Remember when you were a kid, a teen, still living at home, and your parents were always all up in your shit over one thing or another, and you couldn't wait to grow up and get your own place? Remember fantasizing about being able to stay up as late as you wanted, watch whatever tv you wanted, eat whatever you wanted (mac and cheese every day if you so chose!), playing your stereo as loud as you wished, at whatever hour, with no one to tell you to "turn that crap off", or "clean your room", or "be home by eleven", or "no, you can't go out with your friends on a school night"?

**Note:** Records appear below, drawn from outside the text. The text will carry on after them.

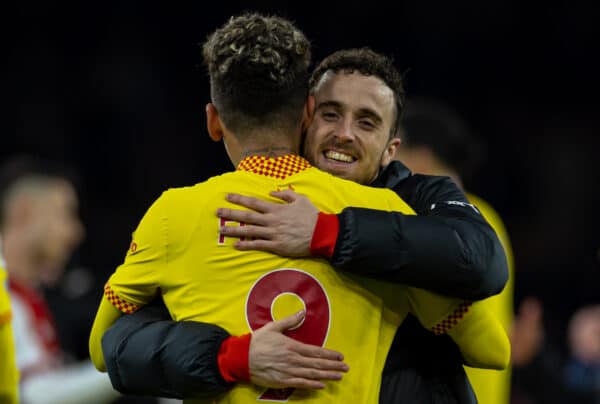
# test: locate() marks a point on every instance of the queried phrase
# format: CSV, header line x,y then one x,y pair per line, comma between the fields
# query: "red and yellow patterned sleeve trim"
x,y
445,325
5,318
121,305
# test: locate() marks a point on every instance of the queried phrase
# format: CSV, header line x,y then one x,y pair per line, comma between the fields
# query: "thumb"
x,y
289,322
287,195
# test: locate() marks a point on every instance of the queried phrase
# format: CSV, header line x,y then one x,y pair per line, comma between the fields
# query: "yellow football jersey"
x,y
9,375
177,252
493,386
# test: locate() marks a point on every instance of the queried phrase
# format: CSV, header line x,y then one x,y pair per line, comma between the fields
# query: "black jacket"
x,y
448,248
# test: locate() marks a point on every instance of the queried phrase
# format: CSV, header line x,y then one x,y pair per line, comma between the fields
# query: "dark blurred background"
x,y
117,90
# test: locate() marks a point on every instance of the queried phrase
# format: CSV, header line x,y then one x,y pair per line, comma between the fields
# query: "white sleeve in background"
x,y
73,384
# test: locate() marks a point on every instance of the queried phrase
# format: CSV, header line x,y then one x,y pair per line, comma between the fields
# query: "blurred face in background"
x,y
54,229
349,136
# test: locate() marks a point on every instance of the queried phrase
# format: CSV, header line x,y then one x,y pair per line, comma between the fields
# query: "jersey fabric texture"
x,y
141,348
494,386
9,375
177,253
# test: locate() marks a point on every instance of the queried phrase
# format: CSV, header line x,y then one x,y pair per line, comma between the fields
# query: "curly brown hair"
x,y
258,68
367,62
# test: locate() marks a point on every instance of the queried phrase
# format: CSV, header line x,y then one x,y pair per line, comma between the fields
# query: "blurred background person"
x,y
40,229
582,371
436,141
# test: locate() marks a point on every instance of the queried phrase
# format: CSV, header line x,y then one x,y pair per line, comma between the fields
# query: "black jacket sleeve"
x,y
448,248
146,353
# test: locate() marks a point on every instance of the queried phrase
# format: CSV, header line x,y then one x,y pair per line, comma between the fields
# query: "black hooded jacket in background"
x,y
448,248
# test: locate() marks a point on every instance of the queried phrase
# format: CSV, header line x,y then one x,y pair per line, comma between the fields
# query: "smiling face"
x,y
349,136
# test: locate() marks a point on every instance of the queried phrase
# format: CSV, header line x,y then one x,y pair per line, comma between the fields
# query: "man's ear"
x,y
213,123
390,151
308,113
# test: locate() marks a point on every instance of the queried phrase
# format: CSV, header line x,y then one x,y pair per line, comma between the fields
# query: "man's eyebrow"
x,y
367,112
329,103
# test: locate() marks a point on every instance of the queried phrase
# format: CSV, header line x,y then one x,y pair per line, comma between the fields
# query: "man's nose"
x,y
345,131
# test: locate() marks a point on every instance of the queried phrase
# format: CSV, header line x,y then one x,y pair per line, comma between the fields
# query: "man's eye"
x,y
329,115
367,124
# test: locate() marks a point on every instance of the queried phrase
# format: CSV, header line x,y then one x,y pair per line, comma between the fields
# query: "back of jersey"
x,y
203,278
9,374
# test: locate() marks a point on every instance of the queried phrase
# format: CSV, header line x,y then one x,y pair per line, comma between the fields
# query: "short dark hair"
x,y
19,169
258,67
434,124
370,63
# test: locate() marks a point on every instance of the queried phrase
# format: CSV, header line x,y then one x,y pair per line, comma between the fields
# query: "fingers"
x,y
288,322
246,231
258,205
245,216
287,195
325,365
300,383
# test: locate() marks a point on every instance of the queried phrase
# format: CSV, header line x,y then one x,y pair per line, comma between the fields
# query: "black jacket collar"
x,y
391,175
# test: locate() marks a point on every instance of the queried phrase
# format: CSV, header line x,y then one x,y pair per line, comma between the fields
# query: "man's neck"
x,y
20,262
268,151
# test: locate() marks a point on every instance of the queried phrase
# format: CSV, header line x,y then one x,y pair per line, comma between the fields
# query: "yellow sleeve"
x,y
478,334
9,374
136,281
105,317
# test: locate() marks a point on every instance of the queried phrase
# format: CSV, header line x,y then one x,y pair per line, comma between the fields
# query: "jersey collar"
x,y
277,167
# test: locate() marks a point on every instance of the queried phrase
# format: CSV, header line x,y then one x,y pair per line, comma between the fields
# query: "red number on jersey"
x,y
314,328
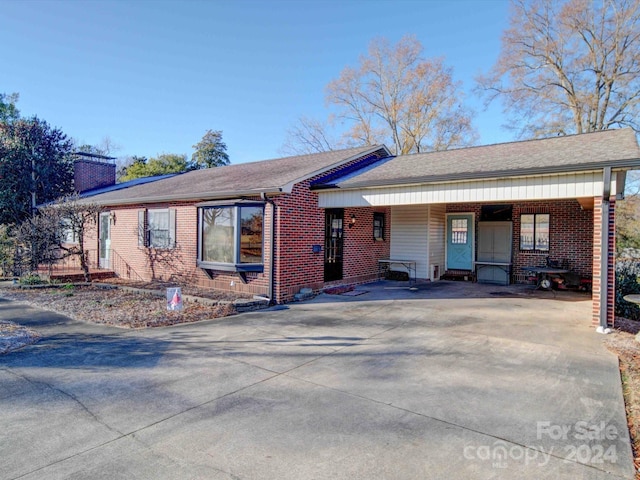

And then you got your own apartment, for which you had to pay, which meant having a job, which meant you could not, in fact, stay up as late as you wanted. Worse, the steady diet of frozen pizza and Lucky Charms and Kraft mac-n-cheese made you gain twenty pounds and break out with monster zits, so you ended up eating salads and vegetables and stuff...by choice. And people still screamed for music to be turned down, only now it was you, screaming at your neighbors (it's three in the morning for Christsakes!) and calling the police when they ignore you. You learned--although you believed it impossible--there's a level of filth that even you can't tolerate; which meant, much to your chagrin, you had to do the dishes and wash your clothes and scrub the toilet once in awhile. Often on weekends...in addition to paying the bills, and taking the car in for servicing, and going to stupid dinner parties with your partner's boring friends, and shopping for groceries, or a birthday present for your niece, who's thirteen, and just wants to get the fuck out of your sister's house and get a place of her own.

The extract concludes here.